Um kurz nach acht holt uns das Taxi ab und wir fahren nach Schönefeld. Irgendwann müssen wir ja anfangen, uns an den Weg zu gewöhnen… Durch Zufall sind wir bei myTaxi darüber gestolpert, dass es bis 17.05. 50% Rabatt gibt, wenn man über die App bezahlt. Das lohnt sich dann bei der langen Strecke schon, obwohl wir lieber S-Bahn gefahren wären aber das geht ja gerade (mal wieder) nicht…
Der Flug geht halbwegs pünktlich los und da gerade die Landebahnen von SXF gewartet werden, starten wir von den neuen Runways des BER. Immerhin eine Sache, die augenscheinlich fertig ist. 😉

In Lissabon gelandet bringt uns ein Taxi zur Ferienwohnung. Zuerst will der Kerl gute 25€ schätzen aber das ist natürlich wieder der Versuch die Touristen abzuziehen.
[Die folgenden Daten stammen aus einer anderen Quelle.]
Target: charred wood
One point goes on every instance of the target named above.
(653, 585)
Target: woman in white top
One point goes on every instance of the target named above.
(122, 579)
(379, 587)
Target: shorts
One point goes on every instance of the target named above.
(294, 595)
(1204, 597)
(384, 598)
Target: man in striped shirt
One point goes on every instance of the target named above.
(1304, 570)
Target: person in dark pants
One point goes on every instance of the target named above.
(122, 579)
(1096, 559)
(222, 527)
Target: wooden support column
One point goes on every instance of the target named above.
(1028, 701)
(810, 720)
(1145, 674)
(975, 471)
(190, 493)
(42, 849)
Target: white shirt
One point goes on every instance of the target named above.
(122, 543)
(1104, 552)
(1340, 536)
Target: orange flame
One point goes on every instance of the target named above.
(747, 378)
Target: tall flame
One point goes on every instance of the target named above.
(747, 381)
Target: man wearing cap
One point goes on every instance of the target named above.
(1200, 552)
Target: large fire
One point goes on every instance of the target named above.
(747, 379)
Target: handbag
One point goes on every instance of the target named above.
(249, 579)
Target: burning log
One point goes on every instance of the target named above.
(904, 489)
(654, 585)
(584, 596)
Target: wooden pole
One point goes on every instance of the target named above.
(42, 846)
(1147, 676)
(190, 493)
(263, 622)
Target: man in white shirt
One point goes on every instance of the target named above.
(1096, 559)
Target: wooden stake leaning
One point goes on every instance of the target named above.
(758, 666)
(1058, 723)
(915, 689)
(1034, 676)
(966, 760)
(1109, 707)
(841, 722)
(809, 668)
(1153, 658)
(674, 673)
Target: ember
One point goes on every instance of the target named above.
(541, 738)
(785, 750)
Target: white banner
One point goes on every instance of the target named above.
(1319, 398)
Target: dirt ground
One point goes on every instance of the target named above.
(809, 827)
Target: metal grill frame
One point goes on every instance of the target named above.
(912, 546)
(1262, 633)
Dumm nur, dass wir uns schlau gemacht haben, denn so wissen wir, was das kosten darf nämlich nur knapp die Hälfte…

An der Wohnung empfängt uns dann „Mr. Carlos“ und weist uns in die Wohnung ein. Alles ist sehr ordentlich und schön gemütlich. Hier lässt es sich aushalten. 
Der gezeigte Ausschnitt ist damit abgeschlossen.